Cette fête nous rappelle quelle est notre mission : témoigner de notre amour pour Jésus-Christ, et par conséquent aimer son corps vivant aujourd'hui, c'est-à-dire l'Eglise : l'Eglise composée de pierres vivantes, de ceux qui ont été rachetés au prix du précieux Sang du Rédempteur.
Jésus dit dans l'Evangile (Mt 10, 38) : "Celui qui ne prend pas sa croix et ne me suit pas n'est pas digne de moi". Le Christ ne nous demande pas d'honorer sa croix, mais de l'imiter, de le suivre, chacun de nous prenant sa propre croix. Cela signifie aussi offrir notre vie en la donnant à Dieu et à nos frères et sœurs, sans condition, sans réserve.

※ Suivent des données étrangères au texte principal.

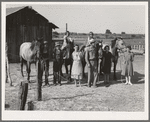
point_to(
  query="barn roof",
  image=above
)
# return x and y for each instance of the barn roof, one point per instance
(13, 10)
(10, 11)
(53, 25)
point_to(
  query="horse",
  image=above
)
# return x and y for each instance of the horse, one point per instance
(116, 44)
(29, 53)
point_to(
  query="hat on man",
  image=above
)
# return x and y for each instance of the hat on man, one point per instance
(57, 44)
(119, 37)
(92, 41)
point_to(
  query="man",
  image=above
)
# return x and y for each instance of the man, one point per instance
(45, 62)
(90, 38)
(91, 60)
(68, 44)
(8, 78)
(57, 54)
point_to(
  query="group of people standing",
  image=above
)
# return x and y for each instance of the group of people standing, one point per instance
(97, 61)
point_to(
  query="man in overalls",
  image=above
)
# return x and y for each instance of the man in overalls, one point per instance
(8, 78)
(58, 57)
(45, 62)
(91, 60)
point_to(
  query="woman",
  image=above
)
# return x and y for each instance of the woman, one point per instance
(77, 66)
(90, 38)
(127, 70)
(67, 39)
(107, 59)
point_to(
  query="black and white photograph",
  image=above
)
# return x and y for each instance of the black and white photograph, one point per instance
(74, 60)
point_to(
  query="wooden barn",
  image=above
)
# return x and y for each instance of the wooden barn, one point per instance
(23, 24)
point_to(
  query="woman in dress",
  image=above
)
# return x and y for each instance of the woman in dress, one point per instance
(77, 66)
(90, 39)
(127, 70)
(107, 59)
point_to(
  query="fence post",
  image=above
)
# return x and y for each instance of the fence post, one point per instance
(30, 105)
(39, 80)
(134, 47)
(23, 91)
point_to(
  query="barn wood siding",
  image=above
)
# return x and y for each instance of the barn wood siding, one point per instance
(24, 26)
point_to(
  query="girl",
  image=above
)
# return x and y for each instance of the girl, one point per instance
(77, 66)
(127, 70)
(107, 56)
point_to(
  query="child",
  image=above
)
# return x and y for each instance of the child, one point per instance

Cela signifie également pour nous d'accepter le paradoxe de la Croix : la victoire que nous obtiendrons sur le monde sera directement proportionnelle à la défaite apparente que nous subirons, au sacrifice de nous-mêmes que nous offrirons. La Croix signifie abandonner nos façons humaines de voir et de juger pour entrer dans la logique de Dieu : "Mes voies ne sont pas vos voies, mes pensées ne sont pas vos pensées" (Es 55,8).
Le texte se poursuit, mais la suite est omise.